- Born: January 23, 1980 (age 46) Plymouth, Michigan, U.S.
- Education: University of South Alabama Middle Tennessee State University
- Occupations: Meteorologist, TV reporter, actress, home chef
- Years active: 2000-present
- Employer(s): WCTV-TV (2000–2001) WSVN-TV (2001–2004) KCBS-TV/KCAL-TV (2004–2018) The Weather Chef (2025–Present)
- Spouses: John Kidd (2011-2015, divorced); ; Patrick McBride ​(m. 2016)​
- Children: 2
- Website: theweatherchef.com www.instagram.com/jackiejohnsonla/

= Jackie Johnson (weather broadcaster) =

American weather presenter

Jackie Johnson McBride (born January 23, 1980) is a former American weather forecaster and television personality, best known for her work on KCBS-TV news in Los Angeles, California. She stepped away from TV in 2018 to focus on her family and in 2025 launched The Weather Chef, a Santa Barbara-based platform pairing recipes with the day’s forecast.

==Biography==
Johnson was born in Plymouth, Michigan. She initially attended the University of South Alabama, concentrating on meteorology. Johnson eventually graduated from Middle Tennessee State University with a degree in broadcast journalism. She then moved to Florida to work as a reporter and weekend weather anchor for WCTV-TV in Tallahassee, and then was employed in similar roles at WSVN-TV in Miami.
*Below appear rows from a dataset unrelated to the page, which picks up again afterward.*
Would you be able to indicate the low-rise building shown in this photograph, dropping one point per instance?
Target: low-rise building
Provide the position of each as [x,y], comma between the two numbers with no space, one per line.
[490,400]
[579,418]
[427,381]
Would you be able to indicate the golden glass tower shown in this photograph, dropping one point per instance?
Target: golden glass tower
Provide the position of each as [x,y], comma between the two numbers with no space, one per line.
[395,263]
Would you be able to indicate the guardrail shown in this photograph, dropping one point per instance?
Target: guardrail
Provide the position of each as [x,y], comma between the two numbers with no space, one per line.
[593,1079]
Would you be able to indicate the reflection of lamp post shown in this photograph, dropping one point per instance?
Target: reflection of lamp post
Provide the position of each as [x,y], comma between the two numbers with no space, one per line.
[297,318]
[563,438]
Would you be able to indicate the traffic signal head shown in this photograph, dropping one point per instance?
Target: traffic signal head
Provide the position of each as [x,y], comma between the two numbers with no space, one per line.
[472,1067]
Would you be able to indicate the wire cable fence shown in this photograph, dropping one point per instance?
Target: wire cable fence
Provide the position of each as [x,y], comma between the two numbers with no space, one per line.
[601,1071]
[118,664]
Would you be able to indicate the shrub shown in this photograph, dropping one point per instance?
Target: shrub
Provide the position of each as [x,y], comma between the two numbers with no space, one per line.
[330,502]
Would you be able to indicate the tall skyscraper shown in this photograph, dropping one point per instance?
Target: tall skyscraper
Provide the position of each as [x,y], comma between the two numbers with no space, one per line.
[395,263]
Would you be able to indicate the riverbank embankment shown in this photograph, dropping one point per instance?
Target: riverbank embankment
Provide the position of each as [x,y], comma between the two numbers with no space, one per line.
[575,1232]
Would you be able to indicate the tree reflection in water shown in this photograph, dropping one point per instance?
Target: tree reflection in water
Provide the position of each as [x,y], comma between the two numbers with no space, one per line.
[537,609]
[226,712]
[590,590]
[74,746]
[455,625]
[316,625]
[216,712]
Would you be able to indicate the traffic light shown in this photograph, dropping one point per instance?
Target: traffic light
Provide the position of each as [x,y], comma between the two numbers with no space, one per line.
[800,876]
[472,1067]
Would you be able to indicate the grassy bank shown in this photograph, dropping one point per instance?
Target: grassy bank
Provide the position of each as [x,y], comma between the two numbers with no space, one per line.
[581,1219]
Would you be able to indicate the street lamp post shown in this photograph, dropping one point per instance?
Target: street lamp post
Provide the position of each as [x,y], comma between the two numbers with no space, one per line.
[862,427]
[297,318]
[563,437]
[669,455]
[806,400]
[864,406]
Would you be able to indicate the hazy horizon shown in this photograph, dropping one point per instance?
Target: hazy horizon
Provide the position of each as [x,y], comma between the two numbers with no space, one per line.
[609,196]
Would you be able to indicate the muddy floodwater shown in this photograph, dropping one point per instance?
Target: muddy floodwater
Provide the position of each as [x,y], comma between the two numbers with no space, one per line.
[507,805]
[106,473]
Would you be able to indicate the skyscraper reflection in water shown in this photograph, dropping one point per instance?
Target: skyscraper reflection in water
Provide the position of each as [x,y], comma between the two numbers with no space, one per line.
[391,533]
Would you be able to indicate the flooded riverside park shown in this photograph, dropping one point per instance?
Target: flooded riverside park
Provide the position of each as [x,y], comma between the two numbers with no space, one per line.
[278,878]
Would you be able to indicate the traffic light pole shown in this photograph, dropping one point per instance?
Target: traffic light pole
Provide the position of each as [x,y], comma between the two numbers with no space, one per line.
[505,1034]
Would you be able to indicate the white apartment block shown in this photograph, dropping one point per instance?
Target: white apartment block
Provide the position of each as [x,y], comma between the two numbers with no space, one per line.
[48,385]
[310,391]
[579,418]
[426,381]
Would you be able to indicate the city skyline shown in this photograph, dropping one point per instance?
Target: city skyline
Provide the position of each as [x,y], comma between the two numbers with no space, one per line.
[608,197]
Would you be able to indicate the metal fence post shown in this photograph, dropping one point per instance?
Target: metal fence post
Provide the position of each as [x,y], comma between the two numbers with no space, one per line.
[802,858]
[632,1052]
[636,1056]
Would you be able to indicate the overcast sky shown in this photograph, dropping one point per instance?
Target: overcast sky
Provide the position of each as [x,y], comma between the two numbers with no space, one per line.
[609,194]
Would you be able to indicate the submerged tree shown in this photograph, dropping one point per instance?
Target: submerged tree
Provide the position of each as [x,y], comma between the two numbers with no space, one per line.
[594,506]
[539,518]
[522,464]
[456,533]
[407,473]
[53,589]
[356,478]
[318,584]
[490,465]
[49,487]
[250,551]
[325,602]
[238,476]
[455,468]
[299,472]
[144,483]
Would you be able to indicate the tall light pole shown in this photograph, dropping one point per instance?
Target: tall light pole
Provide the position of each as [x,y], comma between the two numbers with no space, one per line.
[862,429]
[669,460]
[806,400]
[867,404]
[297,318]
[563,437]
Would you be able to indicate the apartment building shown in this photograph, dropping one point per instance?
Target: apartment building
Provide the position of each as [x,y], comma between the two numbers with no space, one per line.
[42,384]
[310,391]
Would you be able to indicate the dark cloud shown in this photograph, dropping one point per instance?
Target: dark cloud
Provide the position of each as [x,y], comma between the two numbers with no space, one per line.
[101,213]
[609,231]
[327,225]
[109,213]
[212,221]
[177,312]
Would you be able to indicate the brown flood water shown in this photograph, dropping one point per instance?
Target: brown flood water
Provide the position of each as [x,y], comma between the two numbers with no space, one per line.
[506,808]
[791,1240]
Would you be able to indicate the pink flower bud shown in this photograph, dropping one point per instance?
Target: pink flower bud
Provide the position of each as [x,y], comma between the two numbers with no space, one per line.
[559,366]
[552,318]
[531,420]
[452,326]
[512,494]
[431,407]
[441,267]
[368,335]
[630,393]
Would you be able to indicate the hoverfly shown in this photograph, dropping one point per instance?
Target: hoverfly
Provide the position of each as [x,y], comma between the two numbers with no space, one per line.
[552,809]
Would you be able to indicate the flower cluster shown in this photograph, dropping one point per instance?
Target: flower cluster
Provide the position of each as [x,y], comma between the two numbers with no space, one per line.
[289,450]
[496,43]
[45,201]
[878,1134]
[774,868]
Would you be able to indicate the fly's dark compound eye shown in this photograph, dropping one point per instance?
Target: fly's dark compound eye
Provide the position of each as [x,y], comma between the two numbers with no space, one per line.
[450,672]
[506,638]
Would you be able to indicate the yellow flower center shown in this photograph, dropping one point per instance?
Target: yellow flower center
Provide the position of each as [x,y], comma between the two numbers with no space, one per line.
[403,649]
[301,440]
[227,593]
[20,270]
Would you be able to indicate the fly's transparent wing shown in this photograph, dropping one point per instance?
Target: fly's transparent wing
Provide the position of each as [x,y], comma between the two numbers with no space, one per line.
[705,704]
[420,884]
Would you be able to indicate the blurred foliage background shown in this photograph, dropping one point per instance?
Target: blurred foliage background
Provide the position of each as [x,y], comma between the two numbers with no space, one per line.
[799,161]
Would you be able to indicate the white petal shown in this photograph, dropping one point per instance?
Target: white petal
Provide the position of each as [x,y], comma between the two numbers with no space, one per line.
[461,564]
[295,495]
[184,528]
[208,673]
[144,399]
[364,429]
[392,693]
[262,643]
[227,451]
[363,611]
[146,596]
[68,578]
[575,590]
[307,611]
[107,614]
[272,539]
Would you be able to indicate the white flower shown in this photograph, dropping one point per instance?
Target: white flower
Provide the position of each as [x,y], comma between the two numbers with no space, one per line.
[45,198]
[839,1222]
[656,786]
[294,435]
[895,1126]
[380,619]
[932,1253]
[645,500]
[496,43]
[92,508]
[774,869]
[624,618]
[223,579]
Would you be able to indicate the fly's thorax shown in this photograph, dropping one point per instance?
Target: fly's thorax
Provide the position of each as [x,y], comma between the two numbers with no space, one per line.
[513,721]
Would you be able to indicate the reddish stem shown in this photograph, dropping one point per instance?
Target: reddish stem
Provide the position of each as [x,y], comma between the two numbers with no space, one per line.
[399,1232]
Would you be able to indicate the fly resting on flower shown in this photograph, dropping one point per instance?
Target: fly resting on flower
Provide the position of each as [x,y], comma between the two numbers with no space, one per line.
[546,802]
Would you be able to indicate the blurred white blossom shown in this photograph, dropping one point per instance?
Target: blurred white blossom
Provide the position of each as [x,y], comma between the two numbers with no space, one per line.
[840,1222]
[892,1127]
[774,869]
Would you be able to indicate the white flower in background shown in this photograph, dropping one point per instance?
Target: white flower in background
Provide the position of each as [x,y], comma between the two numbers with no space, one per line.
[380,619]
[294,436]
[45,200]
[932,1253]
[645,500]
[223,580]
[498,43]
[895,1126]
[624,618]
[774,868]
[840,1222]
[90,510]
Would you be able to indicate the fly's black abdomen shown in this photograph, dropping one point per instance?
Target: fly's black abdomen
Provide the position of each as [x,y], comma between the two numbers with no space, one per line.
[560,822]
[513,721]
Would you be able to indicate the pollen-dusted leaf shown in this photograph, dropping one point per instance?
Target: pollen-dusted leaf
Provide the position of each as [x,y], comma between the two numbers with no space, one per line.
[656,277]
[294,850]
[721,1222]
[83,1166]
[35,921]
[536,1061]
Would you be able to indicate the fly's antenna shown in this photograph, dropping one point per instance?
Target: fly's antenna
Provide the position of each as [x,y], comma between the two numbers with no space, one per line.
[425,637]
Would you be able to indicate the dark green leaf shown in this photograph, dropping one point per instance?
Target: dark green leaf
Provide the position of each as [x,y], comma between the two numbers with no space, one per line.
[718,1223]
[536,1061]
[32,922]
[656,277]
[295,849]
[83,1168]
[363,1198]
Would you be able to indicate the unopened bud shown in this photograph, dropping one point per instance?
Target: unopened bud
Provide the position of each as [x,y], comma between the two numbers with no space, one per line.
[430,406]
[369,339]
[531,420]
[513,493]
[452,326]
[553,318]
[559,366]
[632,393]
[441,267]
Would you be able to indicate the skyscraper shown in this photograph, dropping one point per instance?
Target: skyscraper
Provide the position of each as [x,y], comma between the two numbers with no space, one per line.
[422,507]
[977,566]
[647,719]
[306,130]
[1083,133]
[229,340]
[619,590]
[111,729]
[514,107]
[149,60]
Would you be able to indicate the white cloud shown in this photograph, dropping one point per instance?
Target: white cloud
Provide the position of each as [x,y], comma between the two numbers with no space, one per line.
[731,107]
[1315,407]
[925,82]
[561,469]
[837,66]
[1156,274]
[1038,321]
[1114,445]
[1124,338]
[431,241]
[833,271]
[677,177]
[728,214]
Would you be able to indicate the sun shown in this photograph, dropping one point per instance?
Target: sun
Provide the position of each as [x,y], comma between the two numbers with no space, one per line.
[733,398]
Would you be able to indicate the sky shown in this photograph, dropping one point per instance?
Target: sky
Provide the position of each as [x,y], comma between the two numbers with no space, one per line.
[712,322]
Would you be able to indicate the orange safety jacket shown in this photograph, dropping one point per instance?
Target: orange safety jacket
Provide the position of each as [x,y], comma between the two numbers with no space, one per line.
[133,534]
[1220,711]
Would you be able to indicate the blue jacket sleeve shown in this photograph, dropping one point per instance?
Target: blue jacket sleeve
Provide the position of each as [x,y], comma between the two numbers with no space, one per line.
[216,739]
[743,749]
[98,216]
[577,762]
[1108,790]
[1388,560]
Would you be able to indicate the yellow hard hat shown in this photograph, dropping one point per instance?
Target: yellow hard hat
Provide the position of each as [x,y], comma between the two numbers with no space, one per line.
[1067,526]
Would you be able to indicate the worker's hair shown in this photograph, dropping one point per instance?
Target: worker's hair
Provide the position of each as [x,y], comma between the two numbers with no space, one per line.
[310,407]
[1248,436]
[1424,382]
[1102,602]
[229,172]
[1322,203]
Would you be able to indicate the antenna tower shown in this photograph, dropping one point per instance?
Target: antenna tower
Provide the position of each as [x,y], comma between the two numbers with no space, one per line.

After a move to Los Angeles, Johnson was the prime-time weather anchor for KCAL 9 News until 2010, and then occupied the same position at KCBS-TV, their sister station in the city, until retiring in 2018.

Johnson is divorced from former National Football League player John Kidd. She married Patrick McBride, co-founder and co-CEO of Coastal Ridge on December 31, 2016 in Nashville, Tennessee. On January 12, 2018 she gave birth to her daughter Bridgette Claudette. Johnson lived in Malibu until the Woolsey Fire in November 2018, when she was forced to relocate and moved to Nashville for four years. Her son Brett Dennis was born on November 1st, 2020, and her family moved to Santa Barbara in 2023.

==Film and television==
Johnson has appeared in a handful of films and television shows, typically playing a meteorologist or news anchor. In 2012, she appeared as herself in the movie Battleship.

In June of 2025, Johnson was featured on Fox Weather to share her Clam Bake on the Grill recipe for summer gatherings. Later that summer, in July, she shared her tips for healthy heating on ABC Nashville. Since launching The Weather Chef she’s been a repeat guest on KTLA sharing seasonal recipes and custom tablescapes. In June of 2026 she appeared on “The Conversation with Pat Harvey” to discuss her new project.